Rosebushes, fully installed! The final height should be 10-12 feet. They have coral-colored blossoms and a strong "spicy" scent.

Wednesday, May 2, 2007

Grace takes pictures!


Gracie took pictures on a walk through our neighborhood! It wasn't as dark as the photos might suggest, but the flash distored the lighting a bit. The Peter-with-metal-flowers pictures are us taking discarded garden decorations out of someone else's trash. :)



Monday, April 30, 2007

Various purple things!

The lilacs are finally blooming! Just a bit, and just the one bush. I need to research lilac care and loving, because this one has been neglected for a while. But it has started blooming, which is a Big Event for our garden. And the purple guys I put in over the weekend - I know, they have a name. But for the moment, they're the purple guys who are adding some color to the front of the house.

Sunday, April 29, 2007

Our next book purchase, bar none: Barbara Kingsolver's "Animal, Vegetable, Miracle," about eating locally. http://www.amazon.com/Animal-Vegetable-Miracle-Year-Food/dp/0060852550/ref=pd_bbs_1/104-9600151-1529545?ie=UTF8&s=books&qid=1177900578&sr=8-1 I love her novels, I love her essays on parenting and envioronmentalism (especially a lovely one about her daughter Lily's chickens) and this book looks so fun! The interview with her at salon.com is a good read in its own right, if only for this line: "Sometimes I see people at the gym bench-pressing until they turn purple, or running five miles in the rain after work, and I think to myself, 'Who could push themselves that hard? Not me!' And yet, walking to the garden with a hoe feels like a tryst with a lover. I adore working up a sweat on a sunny day among the sweet potatoes. I love having used every muscle I own, making food for my family. That process is deeply compelling, probably coded into our DNA."

our day of joy and optimism.



So today is for joy. It turns out - things are really growing. Things I thought for sure I would kill - things I thought I'd neglected or somehow managed badly - are still growing. The hostas I planted in the shade garden last fall? Actually thriving. The hydrangia that I was supposed to maybe cut back last fall but didn't? A mass of new, green growth in the midst of the dead branches. The black-eyed Susans that I bought for their late-summer color and hoped might make it? Are in full leaf and look to be growing well. Ground cover has spread, despite the fact that it might technically be a weed. The shrubs alongside the driveway are starting to bloom. It's enough to make my closet optimist step out boldly into the yard and start planting more stuff. Which we did, all morning. I must confess that I tend to want what I want when I want it (which, let's face it, does seem to be true of the human condition generally). (Mom and Dad: you're right, I admit it. Just this once, under these specific circumstances: I'm not especially patient.) But it turns out that the waiting is sometimes - often, even - actually worth it. New growth is joyful. Things surviving the winter feels like a small miracle and there are just days where a person needs a small miracle or two. So out of optimism I'm planting more shrubs, despite the warnings that it's the year for cicadas and they'll eat all my shrubs. I'm planting, and working in the garden, and getting my hands dirty, because it beats the alternative by a mile.


Plants Grace found beautiful.

Our trip to the nursery!



We have a love-love relationship with the nursery nearest our house.
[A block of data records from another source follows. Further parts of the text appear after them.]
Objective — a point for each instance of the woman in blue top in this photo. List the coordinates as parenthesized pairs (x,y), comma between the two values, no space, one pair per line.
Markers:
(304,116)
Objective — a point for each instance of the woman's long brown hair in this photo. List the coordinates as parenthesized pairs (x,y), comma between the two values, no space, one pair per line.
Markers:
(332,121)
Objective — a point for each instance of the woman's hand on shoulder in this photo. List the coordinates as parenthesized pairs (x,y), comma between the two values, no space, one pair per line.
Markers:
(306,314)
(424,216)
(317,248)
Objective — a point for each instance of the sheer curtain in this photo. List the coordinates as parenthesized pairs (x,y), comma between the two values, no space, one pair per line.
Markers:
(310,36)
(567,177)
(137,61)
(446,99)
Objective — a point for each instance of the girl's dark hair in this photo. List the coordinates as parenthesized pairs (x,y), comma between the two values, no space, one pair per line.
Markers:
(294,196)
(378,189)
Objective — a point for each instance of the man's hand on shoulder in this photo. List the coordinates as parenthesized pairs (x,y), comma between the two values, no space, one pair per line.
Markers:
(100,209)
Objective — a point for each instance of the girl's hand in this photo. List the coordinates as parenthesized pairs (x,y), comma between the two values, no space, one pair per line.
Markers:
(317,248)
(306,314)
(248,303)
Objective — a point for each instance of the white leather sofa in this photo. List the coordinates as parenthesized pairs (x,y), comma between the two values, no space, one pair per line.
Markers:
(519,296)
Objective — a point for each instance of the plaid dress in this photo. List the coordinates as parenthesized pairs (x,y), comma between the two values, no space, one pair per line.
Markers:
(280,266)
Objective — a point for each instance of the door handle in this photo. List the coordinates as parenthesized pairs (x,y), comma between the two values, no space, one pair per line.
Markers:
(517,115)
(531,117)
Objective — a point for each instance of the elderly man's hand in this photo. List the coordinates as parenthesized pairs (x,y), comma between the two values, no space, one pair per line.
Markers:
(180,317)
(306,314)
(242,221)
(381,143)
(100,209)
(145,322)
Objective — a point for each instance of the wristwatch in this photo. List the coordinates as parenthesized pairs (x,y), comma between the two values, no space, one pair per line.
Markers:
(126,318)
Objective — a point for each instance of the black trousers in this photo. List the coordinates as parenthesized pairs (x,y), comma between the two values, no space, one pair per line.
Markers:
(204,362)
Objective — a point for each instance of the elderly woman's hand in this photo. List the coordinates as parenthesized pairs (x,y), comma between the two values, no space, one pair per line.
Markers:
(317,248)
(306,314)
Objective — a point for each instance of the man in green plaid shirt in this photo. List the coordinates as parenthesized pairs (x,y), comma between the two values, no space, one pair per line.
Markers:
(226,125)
We love to buy plants, they love to see us coming to buy plants. I decided last year that plants could be budgeted as entertainment, because we don't go out much, or have extravagent expenses related to a fancy social calendar, but we do buy plants. Today we bought some rosemary, because Grace begged for it ("Mom, I love the smell so much!") and an eggplant, because who knows, we might get lucky with it, and some sage because I'm determined to expand my cooking to include more fresh herbs. We also got two more shrubs for the backyard and some of the purple stuff, the name of which escapes me at the moment (one more sad realization that I should have taken Latin somewhere along the way, because I'd be able to remember plant names). Grace practiced taking pictures of flowers, too.